The trend towards tarring members of the Democratic coalition as elitists didn't start during the Trump era. No one has explained all of this better than Leonard Steinhorn, who went back to the time when, during his 1981 inaugural address, Ronald Reagan said that we should not allow “government by an elite group” to “ride on our back.” A major tenant of the so-called Reagan Revolution was to paint the government as a "them" that represents the problem, not the solution. 
For four decades now, Republicans have succeeded in framing Democrats as the party that uses government to bigfoot rather than aid the American people. Democrats may celebrate public servants for keeping our food safe and our lakes healthy, but Republicans have successfully portrayed them as a humorless bureaucrats who salivate at the urge to exert power and control over taxpaying Americans.

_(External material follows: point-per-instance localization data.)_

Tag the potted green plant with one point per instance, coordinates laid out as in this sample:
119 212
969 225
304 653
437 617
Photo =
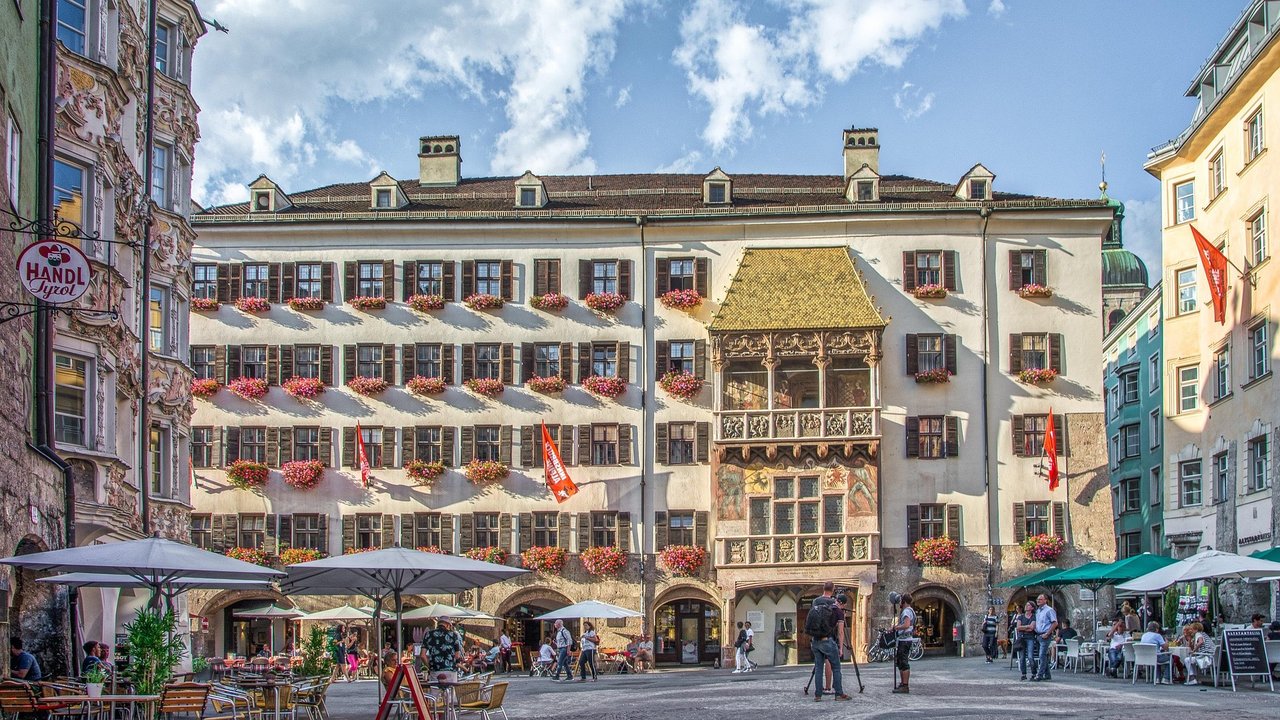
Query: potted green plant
94 679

And Republicans have very artfully created a counternarrative, turning the market into a synonym for liberty and defining it as an authentic expression of American grass-roots energy in which small businesses and entrepreneurs simply need freedom from government to shower benefits on us all...

Indeed, in the Republican playbook it’s the teachers, unions, environmental groups, professors and civil rights organizations that constitute the establishment whereas Koch and other industry-funded astroturf groups are the real gladiators fighting the status quo...

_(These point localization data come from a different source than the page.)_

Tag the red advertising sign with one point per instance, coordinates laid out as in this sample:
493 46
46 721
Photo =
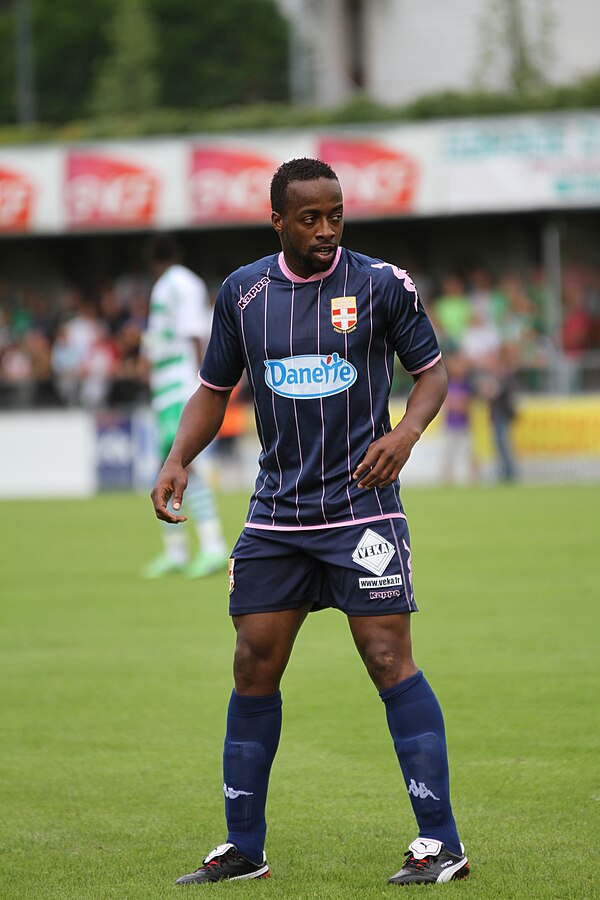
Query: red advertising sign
374 178
228 185
16 201
103 190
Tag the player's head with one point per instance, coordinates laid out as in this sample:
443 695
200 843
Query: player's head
307 214
163 251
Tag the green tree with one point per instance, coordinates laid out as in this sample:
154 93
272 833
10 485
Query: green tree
516 42
228 53
68 40
127 80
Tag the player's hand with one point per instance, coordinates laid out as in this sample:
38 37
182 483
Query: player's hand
171 483
384 459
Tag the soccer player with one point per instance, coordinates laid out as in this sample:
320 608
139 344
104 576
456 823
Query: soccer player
178 328
316 328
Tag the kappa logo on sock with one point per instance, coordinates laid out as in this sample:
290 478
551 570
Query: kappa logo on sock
232 794
420 790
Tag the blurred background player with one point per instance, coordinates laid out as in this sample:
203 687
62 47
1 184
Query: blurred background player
178 328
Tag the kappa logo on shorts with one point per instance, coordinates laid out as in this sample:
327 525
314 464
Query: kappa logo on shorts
373 552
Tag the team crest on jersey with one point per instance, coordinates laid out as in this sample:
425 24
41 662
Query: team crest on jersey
344 317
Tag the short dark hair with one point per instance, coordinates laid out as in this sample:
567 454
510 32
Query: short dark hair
303 169
163 248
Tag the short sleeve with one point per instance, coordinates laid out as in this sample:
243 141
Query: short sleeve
409 327
224 361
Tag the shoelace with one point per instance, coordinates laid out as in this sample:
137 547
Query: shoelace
414 863
214 863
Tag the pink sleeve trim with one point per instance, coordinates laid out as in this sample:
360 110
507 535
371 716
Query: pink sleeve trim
428 366
213 387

In effect, conservatives have rather successfully portrayed liberals and Democrats as willing to use cultural and political power against ordinary Americans. They want to take my guns, regulate my business, dictate who I can hire, and tell me what I can buy, which doctors I see, how I live, when I pray and even what I say — so goes the conservative narrative...

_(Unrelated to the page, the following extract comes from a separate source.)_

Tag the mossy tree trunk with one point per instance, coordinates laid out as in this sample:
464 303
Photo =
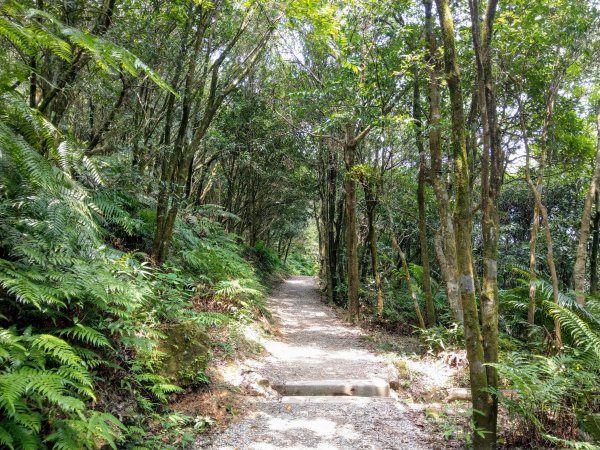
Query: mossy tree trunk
483 404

Taken together, Republicans have successfully defined Democrats as a party of bureaucrats, power brokers, media elites, special interests and snobs who have created a client state for those they favor, aim to control what everyone else does and look down their noses at the people who pay the taxes to fund the same government that Democrats use to control their lives.

That is the core messaging problem that Democrats need to grapple with. In a representative democracy, the government is "us," not "them." As such, it is the tool we have to protect and promote our own interests and hold tyranny at bay. That difference was highlighted when, at their 2014 convention, Republicans overreacted to President Obama's claim that "you didn't build that." Obama's speech at the Democratic Convention provided the road map for a response.

We, the people — recognize that we have responsibilities as well as rights; that our destinies are bound together; that a freedom which asks only, what's in it for me, a freedom without a commitment to others, a freedom without love or charity or duty or patriotism, is unworthy of our founding ideals, and those who died in their defense.

As citizens, we understand that America is not about what can be done for us. It's about what can be done by us, together through the hard and frustrating but necessary work of self-government. That's what we believe.

That is why it is so infuriating when liberals join with right wingers and buy into the notion that college educated teachers, unions leaders, staff of environmental groups, professors, and the leaders of civil rights organizations are "elitist." We might agree or disagree with their beliefs and proposals, but the real elitists are those that are trying to strip the American people of their ability to exercise their citizenship by fulfilling their responsibilities via the hard but necessary work of self-government.